After the changes: (ii) In the granulation study of modified fly ash particles, the optimum synthesis conditions were a fly ash/montmorillonite ratio of 7:3, a roasting temperature of 900 C, a roasting time of 4 h, and a particle size of 3 mm. (iii) The dissolved oxygen concentrations in the test and control groups remained basically the same. The pH of the water column also remained basically the same. Furthermore, changes in the ORP were not obvious because the dissolved oxygen con-tent did not fluctuate much. These observations indicated that the addition of modified fly ash pellets did not change the ecological environment of the eutrophic water column. (iv iii) In the laboratory simulation of application to eutrophic water bodies, water quality analysis showed a relatively stable phosphorus content. After experimental monitoring for 20 days, orthophosphate in the injection group basically reached ad-sorption equilibrium, and the orthophosphate removal rate more than 60% higher than that of the control group, with a total phosphorus removal rate of 43%. (v iv) The experimental water was generally alkaline, and HCL–P in the sediments was relatively stable. Phosphorus release from the sediment to the overlying water was mainly affected by the iron, aluminum, and phosphorus contents in the sediment. The difference between HCl–P and NaOH–P in the original sediment sample was large, while the HCl–P content in the more stable state at this time was small, accounting for about 26% of inorganic phosphorus. The HCl-P content accounted for about 40% of in-organic phosphorus after 20 days of the experiment, and about 70% of total inorganic phosphorus after 60 days. At this time, the active phosphorus content in the sediment was greatly reduced, and the ability of the substrate to release phosphorus into the overlying water body was weakened.

 

12. Future scope of this study can be added as well as social impact can also be discussed in this paper.
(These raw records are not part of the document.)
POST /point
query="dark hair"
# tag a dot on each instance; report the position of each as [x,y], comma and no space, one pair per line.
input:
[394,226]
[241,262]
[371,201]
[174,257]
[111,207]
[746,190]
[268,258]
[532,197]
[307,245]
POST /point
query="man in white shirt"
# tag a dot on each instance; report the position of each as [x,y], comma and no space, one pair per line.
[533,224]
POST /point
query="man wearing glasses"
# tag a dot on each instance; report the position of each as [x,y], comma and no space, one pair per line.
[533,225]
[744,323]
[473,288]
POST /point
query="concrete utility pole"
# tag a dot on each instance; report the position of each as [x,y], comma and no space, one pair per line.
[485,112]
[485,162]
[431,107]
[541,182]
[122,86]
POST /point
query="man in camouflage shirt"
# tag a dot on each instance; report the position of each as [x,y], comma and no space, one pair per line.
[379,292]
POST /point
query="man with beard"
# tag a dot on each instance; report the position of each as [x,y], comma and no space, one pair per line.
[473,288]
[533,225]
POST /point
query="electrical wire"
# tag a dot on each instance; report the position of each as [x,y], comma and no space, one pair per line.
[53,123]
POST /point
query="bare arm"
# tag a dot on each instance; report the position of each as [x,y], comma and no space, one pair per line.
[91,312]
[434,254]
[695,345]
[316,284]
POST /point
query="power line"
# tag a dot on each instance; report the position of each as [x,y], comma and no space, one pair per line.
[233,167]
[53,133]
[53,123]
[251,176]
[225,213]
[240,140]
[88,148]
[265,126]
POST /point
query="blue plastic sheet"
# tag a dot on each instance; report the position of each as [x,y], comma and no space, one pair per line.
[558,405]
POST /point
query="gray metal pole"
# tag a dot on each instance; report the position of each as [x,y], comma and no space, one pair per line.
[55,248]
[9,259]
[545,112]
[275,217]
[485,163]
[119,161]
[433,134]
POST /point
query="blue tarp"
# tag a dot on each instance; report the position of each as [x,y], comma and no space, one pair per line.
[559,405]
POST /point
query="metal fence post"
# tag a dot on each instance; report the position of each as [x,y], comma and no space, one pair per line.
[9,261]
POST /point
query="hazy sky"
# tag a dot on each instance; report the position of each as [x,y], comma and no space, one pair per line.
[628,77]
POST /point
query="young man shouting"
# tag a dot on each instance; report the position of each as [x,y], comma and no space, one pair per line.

Response: Thank you for pointing out this detail problem. We have added and marked red in the preface. (lines 109-113)

Currently, most studies focus on the desorption and resorption efficiencies of lanthanum-based adsorbents. Only a few studies focus on the influencing factors in the adsorbent regeneration process, and future research can focus more on this aspect, which is beneficial to reduce energy and water consumption and improve adsorption efficiency.

13. References are not unified and systematic.

Response: We are so sorry that references are not unified and systematic and we have made the corresponding changes.

 

 

      

Author Response File: Author Response.docx

Round 2

Reviewer 1 Report

The authors responded to all my comments and I can see they really care about the improvement of the text.

Author Response

Thank you for your appreciation of our work. The comments are very important for improving our manuscript.

Reviewer 2 Report

-

Author Response

Thank you very much for your comments on the manuscript. According to your suggestion and question, we have checked and revised the relevant part of the original manuscript carefully again. The revision section have been marked in red.